How to answer a reviewer asking for the methodology code of the paper?

You cannot answer “convincingly”, because your assumption that it is okay not to provide the code is incorrect, and the reviewer is correct to ask for it. And the fact that it’s time-consuming to prepare the code for release is neither here nor there: it’s also time-consuming to write a good paper and polish it over and over to make it into something people can read and understand; but that’s what good researchers do, because they understand it’s important and that this is the way to do good science.

For a related discussion, see here.


There are no models for this. I think you have answered your own question here:

answer the reviewer politely and convincingly while explaining that I am providing some part of my programs, not all of it.

You suggest several reasons why not all the code is called for. Some is extraneous. Some is working but not fit for public consumption (all too often true). Some you may want to keep private for future use. Those reasons might satisfy the editor.

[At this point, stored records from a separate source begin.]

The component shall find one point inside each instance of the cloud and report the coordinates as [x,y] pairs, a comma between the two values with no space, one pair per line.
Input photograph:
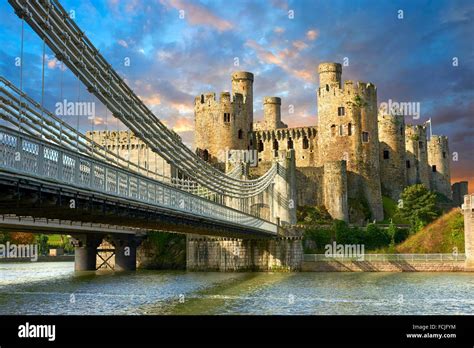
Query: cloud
[299,45]
[279,30]
[281,59]
[122,43]
[198,15]
[312,34]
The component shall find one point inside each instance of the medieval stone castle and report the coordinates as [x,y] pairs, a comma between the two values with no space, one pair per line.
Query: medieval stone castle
[353,156]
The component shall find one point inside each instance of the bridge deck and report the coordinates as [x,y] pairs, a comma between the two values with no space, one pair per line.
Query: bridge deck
[46,180]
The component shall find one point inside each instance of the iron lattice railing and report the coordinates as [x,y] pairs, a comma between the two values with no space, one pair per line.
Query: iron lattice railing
[23,154]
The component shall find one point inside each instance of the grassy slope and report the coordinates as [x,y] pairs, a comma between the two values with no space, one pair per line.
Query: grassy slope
[441,236]
[390,211]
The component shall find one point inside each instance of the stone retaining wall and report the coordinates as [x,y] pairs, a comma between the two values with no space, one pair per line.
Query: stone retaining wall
[227,254]
[383,266]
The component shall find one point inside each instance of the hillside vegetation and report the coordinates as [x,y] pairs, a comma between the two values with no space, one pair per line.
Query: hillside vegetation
[443,235]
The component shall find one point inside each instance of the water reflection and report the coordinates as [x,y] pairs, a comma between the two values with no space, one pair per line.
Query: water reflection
[54,288]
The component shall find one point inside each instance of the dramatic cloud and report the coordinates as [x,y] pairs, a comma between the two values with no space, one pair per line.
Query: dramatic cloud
[177,49]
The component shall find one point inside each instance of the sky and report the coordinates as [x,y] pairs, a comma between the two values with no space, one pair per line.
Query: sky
[169,51]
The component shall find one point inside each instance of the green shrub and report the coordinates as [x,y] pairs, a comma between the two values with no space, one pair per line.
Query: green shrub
[418,206]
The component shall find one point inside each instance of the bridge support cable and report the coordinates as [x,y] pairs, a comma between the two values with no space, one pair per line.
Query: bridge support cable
[90,67]
[67,135]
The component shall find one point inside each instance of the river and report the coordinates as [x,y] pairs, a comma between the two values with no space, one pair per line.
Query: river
[54,288]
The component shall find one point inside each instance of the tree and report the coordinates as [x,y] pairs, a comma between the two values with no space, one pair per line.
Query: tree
[418,206]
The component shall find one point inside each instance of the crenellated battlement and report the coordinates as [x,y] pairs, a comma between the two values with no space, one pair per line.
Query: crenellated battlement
[380,153]
[286,133]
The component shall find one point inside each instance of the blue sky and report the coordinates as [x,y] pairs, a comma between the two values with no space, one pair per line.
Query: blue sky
[172,59]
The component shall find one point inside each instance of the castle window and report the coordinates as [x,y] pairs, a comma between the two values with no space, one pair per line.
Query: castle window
[290,144]
[305,143]
[365,137]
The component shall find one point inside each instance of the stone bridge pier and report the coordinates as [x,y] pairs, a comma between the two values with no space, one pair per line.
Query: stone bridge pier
[284,253]
[124,252]
[468,211]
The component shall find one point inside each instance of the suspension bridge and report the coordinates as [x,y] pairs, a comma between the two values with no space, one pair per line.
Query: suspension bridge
[53,177]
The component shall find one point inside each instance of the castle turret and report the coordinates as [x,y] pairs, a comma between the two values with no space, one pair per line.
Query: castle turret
[224,124]
[417,167]
[242,83]
[330,74]
[438,160]
[272,112]
[392,154]
[348,130]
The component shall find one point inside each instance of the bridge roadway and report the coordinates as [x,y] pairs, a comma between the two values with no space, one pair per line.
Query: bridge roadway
[43,180]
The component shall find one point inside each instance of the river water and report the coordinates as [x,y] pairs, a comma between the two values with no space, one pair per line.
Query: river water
[54,288]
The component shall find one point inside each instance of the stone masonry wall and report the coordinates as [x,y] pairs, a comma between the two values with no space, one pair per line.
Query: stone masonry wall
[223,254]
[438,160]
[382,266]
[392,155]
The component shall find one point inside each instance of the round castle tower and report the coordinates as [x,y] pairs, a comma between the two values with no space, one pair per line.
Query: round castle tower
[224,124]
[348,130]
[392,154]
[242,83]
[438,160]
[272,112]
[417,167]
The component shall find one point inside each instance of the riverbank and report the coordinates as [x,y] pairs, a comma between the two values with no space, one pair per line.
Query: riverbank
[62,258]
[386,263]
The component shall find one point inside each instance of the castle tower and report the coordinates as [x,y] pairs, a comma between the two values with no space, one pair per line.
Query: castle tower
[335,189]
[330,74]
[438,160]
[224,125]
[272,112]
[348,130]
[392,154]
[242,83]
[416,164]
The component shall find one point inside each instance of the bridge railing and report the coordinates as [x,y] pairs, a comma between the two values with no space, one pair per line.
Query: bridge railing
[23,154]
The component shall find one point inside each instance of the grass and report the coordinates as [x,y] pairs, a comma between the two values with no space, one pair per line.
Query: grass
[444,235]
[390,212]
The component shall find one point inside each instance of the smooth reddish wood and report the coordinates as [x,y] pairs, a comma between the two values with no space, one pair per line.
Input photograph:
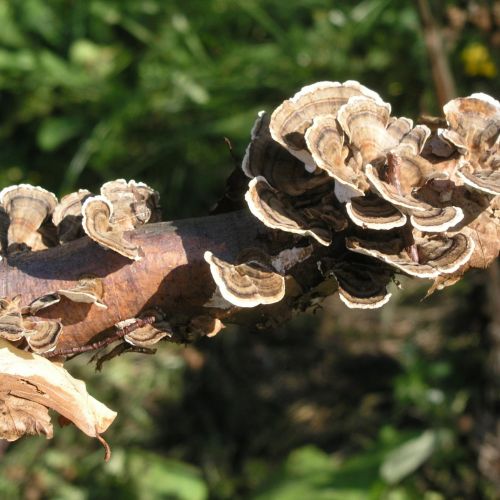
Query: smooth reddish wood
[172,274]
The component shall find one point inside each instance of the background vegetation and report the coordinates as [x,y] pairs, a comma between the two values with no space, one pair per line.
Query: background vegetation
[390,404]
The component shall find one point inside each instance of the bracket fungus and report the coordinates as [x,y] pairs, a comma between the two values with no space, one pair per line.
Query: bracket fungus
[248,284]
[408,200]
[67,216]
[120,207]
[28,207]
[348,195]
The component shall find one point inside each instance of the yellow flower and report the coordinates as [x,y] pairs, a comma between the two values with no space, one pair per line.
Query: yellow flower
[477,61]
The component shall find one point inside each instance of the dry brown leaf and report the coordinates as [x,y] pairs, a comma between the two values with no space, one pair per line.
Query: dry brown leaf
[29,384]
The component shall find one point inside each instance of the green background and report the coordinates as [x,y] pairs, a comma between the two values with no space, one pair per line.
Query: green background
[335,405]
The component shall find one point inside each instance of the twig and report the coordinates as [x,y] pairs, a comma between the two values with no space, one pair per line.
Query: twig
[139,323]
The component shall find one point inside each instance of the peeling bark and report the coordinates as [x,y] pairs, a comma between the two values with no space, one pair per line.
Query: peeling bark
[172,274]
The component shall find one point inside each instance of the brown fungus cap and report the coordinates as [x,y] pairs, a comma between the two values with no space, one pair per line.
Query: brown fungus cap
[372,212]
[89,290]
[436,254]
[293,117]
[42,334]
[266,158]
[67,216]
[474,123]
[248,284]
[276,211]
[365,122]
[11,321]
[97,213]
[362,281]
[325,141]
[133,203]
[28,207]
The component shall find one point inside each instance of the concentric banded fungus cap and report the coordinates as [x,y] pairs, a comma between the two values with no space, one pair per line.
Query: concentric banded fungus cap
[365,122]
[362,282]
[67,216]
[266,158]
[437,254]
[276,211]
[11,321]
[474,123]
[42,334]
[246,285]
[294,116]
[414,141]
[372,212]
[89,290]
[405,184]
[97,212]
[43,302]
[133,203]
[325,141]
[27,206]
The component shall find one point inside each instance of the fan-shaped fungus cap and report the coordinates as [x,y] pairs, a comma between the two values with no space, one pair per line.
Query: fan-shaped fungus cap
[326,143]
[414,141]
[365,122]
[97,212]
[294,116]
[437,254]
[206,325]
[89,290]
[474,123]
[246,285]
[11,321]
[277,212]
[43,302]
[372,212]
[362,282]
[42,334]
[399,127]
[27,206]
[133,203]
[483,177]
[406,173]
[67,216]
[147,335]
[266,158]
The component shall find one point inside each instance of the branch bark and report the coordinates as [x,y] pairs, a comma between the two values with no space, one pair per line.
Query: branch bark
[172,274]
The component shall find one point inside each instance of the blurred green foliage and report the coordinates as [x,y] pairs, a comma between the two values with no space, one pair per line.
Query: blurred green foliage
[93,90]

What you do provide might be in a web accessible repository - not necessarily written up as part of the paper. It's becoming more common for journals (and editors and reviewers) to require at least that much public exposure of data and code.


Let me try to capture the thoughts in the comments and add a bit, though I can't be specific, not knowing your work.

The reviewer has asked for your code. It might be appropriate or not to release it, depending on too many things to list here. But if you don't want to release it since future work depends on it and you prefer to keep it private for now, it might be an acceptable reason to an editor, or not. I can't predict that. If knowing it is essential to evaluating the correctness of your work, then the editor has a right to object.

But, the original was rejected and, if you want to resubmit to that journal, then you need to do a fairly extensive rewrite in any case. Evaluate for yourself how essential it is for you to not (yet) reveal things and if it isn't essential, try, within page limits etc, to comply with the request. It might make the paper better and it might send it off into inessential areas resulting in cruft. But the decision is yours to make how to write up your work. And the editor's job is to judge its acceptance for the journal.

But the bottom line is that you don't need to reply to every concern or accede to every demand. The work is your own. But your readers, including the reviewers and editors will make judgments about it as to whether you make the case for any conclusions you hope to draw. Make sure that the proper connections are made.


I have a guess that you are worried about getting scooped on future work if you reveal too much. That may be a valid concern. If so, releasing a more complete version of the current paper close in time to the follow up might be a solution, so that there is less opportunity for others to jump on your methodology and break in line ahead of you.